Flores da Cunha deu uma baforada, olhou lá de cima com total desprezo:
__ Senhor deputado, lá no Rio Grande a gramática é livre, como livre são os pampas e o minuano, como é livre o gaúcho.
__ Mas não está dispensado de respeitar a língua.
__ Ora, deputado, quem é V. Exa. para corrigir minha linguagem?
__ Sou um deputado, como V. Exa.
__ Mas sem autoridade nenhuma para falar de pronomes. V. Exa. é o próprio pronome mal colocado. V. Exa. é um pronome errado.
__ Não entendi, deputado.
__ Olhe sua carteira de identidade. V. Exa. é ‘Teixeira’ Coelho. Em nome do purismo da língua deveria chamar-se ‘Xeira-te’ Coelho.

O Teixeira calou."


Relato de Sebastião Nery, jornalista, escritor e político, entre outras coisas, 
sobre causo publicado na Folha de S. Paulo
em 18.2.81 e posteriormente transcrito por Celso Luft no Correio do Povo.




[Taí, uma bela homenagem a um gaúcho de quem tenho  o prazer de ser amiga].
E para tentar resolver o que as inúmeras regras sobre colocação pronominal não resolvem:
"Se sentiu, se tentiu, oi tentiu, no ventiu..."
Melhor usar 'sentiu-se'."


quinta-feira, 17 de novembro de 2011

Fechando ciclos


Ao saber da minha gravidez em junho do ano passado, um pouco do sem número de metas tornou-se premente. A solidão com que ‘li’ a notícia e a ameaça de aborto deflagrada pela presença pavorosa de sangue despertaram-me para coisa maior: seguir. E segui, motivada pelo desejo de sentir o cheiro da pele do bebê, ainda em formação, que, com um pouquinho da minha ajuda, muito do meu amor e 38 dias de repouso, quis viver. E após o sonhado cheiro, veio-me que o espaço e um único banheiro na casa eram pouco pra família que aumentava.

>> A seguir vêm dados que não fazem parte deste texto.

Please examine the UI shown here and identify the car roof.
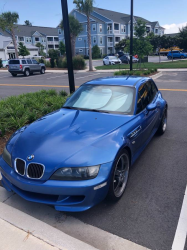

E mãos à obra, literalmente, que começou quase que simultaneamente com as mudanças também no corpo.
A previsão inicial de 3 meses para paredes abaixo e outras acima tornou-se um martírio de 7 meses e meio comandado por um instrutor de terrorista (o experiente ‘mestre’), o que daria um diário de bordo recheado de  @##$%¨&*()_+_)(*@$%¨% e  ‘piiiiiiiiiiiiii’ , se o tempo já tão escasso e o cansaço permitissem escrevê-lo à época.
O fim da engenharia – e o da gravidez desejada, mas sofrida – mais que encerrar um ciclo, abriu a nova perspectiva que fortaleceu e fez recuperar a protagonista da minha vida, sendo este apenas um dos milagres que meu meninão me trouxe.
Do encontro falacioso do abril retrasado (22) ao desencontro redentor deste (16), daquele esperançoso setembro (1º) à crueldade libertadora do último (também em 1º), o  abrir e encerrar de ciclos vividos nos últimos 18 meses descortinou a paisagem, dando-me a clara ideia de que a dignidade é, de fato, o maior bem a se preservar. 

Agora, sangrando bem menos e iluminada pela luz dessa tela e de Deus, inspirada pelo Luca e seu sono gostoso ao meu lado e ao som da Primavera do Beto Guedes - que, aliás, daqui uns dias também se encerra - a boa nova pede para andar nos campos.


E quem dirá que este projeto, 
feito de filhos amados, amigos, sonhos, amor, dedicaçãoquintal, cinema, cores e uma dose de luta diária não é um grande começo de um belo ciclo?